Dustin Johnson: The World No 1 and two-time major champion, including the 2016 US Open at Oakmont. Has been off colour since the turn of the year though, missing the cut at the Masters and USPGA Championship, but did finish T10 last time out at the Palmetto Championship.
Brooks Koepka: The major specialist himself with four of these big titles on his mantelpiece already, including consecutive US Opens in 2017 and 2018. Has struggled with injury over the last year, but there were signs of the old magic when he contended at the USPGA at Kiawah Island. Missed three cuts either side of that event though. All eyes will be on his feud with Bryson DeChambeau.
Bryson DeChambeau: The defending champion having won at Winged Foot last autumn in impressive fashion. His prodigious distance off the tee does not need restating, but DeChambeau's key advantage at US Opens is his ability to gouge the ball onto greens from rough. Won earlier at Bay Hill in March but quiet since.
Jordan Spieth: Inching closer to his best form with some far more encouraging results in 2021. Returned to the winners' circle in his home state of Texas in April and finished T3 at the Masters. The odd destructive shot still lurks, but has the short-game skills to keep him in touch on a US Open leaderboard.

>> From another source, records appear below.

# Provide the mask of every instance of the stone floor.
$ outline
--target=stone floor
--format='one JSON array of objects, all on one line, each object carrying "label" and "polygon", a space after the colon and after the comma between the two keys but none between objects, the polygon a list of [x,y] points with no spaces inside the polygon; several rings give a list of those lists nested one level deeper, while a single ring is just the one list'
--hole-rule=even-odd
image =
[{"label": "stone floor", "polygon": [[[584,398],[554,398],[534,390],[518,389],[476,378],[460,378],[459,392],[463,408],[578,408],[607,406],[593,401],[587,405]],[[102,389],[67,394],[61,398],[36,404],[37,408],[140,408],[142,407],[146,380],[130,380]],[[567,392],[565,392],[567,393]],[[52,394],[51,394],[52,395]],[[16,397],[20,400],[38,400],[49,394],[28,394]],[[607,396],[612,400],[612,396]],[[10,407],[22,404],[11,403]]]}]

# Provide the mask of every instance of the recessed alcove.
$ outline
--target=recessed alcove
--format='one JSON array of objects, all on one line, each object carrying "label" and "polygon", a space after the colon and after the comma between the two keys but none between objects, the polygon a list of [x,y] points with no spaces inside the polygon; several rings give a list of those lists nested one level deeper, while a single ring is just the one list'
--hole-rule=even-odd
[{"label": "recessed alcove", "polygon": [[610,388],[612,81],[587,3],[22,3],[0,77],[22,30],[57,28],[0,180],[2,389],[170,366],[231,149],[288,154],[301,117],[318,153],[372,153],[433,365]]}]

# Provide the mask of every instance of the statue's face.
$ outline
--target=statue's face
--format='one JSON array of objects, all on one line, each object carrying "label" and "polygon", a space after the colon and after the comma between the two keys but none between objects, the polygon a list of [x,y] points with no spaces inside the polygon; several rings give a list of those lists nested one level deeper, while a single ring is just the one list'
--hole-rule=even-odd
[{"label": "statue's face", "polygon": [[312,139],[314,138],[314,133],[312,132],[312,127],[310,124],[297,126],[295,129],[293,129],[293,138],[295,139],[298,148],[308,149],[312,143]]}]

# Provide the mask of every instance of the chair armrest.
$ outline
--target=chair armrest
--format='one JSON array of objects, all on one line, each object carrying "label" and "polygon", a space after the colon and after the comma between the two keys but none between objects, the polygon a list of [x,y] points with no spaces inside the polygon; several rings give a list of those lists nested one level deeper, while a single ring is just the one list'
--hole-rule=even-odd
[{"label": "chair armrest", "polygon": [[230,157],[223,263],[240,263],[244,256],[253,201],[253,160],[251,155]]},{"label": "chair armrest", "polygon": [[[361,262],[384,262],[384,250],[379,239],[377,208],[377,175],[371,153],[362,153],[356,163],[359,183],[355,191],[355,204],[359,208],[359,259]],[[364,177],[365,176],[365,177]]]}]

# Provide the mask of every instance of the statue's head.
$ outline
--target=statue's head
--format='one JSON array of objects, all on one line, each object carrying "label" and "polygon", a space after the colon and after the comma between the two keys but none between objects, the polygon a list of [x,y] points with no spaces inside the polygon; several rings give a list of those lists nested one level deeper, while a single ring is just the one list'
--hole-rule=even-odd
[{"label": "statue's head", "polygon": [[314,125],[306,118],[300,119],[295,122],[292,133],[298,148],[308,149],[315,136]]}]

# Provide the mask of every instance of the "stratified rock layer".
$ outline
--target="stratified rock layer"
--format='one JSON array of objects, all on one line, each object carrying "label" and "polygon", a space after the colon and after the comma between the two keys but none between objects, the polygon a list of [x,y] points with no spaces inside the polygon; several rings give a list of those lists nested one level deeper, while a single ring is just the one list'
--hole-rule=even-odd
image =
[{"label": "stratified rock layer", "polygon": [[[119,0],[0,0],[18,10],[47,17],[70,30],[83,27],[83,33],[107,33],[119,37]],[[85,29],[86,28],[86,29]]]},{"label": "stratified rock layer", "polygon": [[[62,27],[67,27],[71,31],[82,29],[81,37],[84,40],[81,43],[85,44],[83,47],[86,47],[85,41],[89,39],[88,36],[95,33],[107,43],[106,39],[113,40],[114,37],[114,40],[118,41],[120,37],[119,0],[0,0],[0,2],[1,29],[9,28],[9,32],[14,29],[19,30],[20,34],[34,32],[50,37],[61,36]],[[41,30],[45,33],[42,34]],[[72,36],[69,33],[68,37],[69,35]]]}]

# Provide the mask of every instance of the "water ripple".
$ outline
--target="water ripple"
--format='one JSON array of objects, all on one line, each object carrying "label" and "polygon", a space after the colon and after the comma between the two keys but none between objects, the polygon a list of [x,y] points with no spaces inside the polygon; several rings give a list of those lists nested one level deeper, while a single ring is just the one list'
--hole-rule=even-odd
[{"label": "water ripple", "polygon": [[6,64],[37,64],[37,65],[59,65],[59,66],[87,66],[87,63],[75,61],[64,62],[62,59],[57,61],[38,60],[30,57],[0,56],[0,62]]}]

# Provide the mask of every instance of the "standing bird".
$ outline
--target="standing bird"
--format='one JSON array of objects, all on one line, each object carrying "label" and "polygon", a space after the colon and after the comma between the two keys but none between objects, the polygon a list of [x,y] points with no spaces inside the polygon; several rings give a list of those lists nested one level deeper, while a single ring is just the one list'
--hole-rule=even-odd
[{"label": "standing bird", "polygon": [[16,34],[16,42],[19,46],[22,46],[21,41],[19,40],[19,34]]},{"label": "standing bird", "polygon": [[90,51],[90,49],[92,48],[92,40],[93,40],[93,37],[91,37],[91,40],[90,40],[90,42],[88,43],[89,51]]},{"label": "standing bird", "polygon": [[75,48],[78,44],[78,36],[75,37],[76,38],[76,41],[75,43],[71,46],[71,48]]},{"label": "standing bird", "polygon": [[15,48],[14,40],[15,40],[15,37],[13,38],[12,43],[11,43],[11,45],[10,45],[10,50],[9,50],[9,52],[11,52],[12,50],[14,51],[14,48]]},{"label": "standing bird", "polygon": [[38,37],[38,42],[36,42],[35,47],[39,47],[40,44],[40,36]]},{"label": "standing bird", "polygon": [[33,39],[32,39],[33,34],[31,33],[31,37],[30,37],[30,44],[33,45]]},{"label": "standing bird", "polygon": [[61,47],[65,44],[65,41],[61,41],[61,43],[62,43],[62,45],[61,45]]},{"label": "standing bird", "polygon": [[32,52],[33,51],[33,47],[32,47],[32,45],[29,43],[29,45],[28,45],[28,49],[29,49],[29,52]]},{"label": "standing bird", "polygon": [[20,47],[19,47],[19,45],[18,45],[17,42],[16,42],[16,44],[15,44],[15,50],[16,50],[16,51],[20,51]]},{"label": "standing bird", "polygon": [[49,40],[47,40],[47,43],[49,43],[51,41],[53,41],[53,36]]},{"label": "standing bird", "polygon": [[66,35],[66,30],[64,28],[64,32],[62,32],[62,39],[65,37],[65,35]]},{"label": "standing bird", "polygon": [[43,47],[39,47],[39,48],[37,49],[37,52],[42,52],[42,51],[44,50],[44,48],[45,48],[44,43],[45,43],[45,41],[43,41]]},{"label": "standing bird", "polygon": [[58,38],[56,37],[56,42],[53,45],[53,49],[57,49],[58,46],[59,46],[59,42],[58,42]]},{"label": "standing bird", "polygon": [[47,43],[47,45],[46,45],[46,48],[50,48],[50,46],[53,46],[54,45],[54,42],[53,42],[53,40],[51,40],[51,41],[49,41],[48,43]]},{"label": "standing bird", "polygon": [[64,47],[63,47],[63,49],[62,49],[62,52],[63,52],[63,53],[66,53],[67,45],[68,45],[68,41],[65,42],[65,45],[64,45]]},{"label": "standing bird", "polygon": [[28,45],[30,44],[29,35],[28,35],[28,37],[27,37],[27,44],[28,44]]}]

Recent finishes at Torrey Pines are not good though.
Rory McIlroy: Still searching for consistency under the guidance of swing coach Pete Cowan. There have been some positive signs, not least a victory at the Wells Fargo at Quail Hollow. That win was largely due to McIlroy's short game and putting though, with his long game uncharacteristically errant. Ranks 173rd for driving accuracy on the PGA Tour this season, which does not bode well for a US Open.
Xander Schauffele: The bridesmaid at so many majors in recent years with no real weaknesses, apart from his ability to get across the winning line perhaps. Finished runner-up at Torrey Pines in January and ranks third on the PGA Tour for Strokes Gained Total.
Xander Schauffele has played in the @usopengolf 4 times. His finishes: T-5, T-6, T-3, 5th.
He's the first player to begin his U.S. Open career with four consecutive top-10 finishes since Bobby Jones (7 straight, 1920-1926).
— Justin Ray (@JustinRayGolf) June 14, 2021
Collin Morikawa: One of the best iron players in the world and won the USPGA Championship on a coastal course in San Francisco last year. Has three top 10s in his last five outings and leads the PGA Tour for Strokes Gained on Approach.
Patrick Cantlay: Plays well on traditional, ball-strikers courses as evidenced by two wins at Muirfield Village. Difficult to pick any holes in his game and is expected to contend.
Justin Thomas: When he is hot, he is red hot but Thomas has not had his best golf for a while. Without a top 10 since winning the Players Championship in March and wayward driving could well prove his downfall.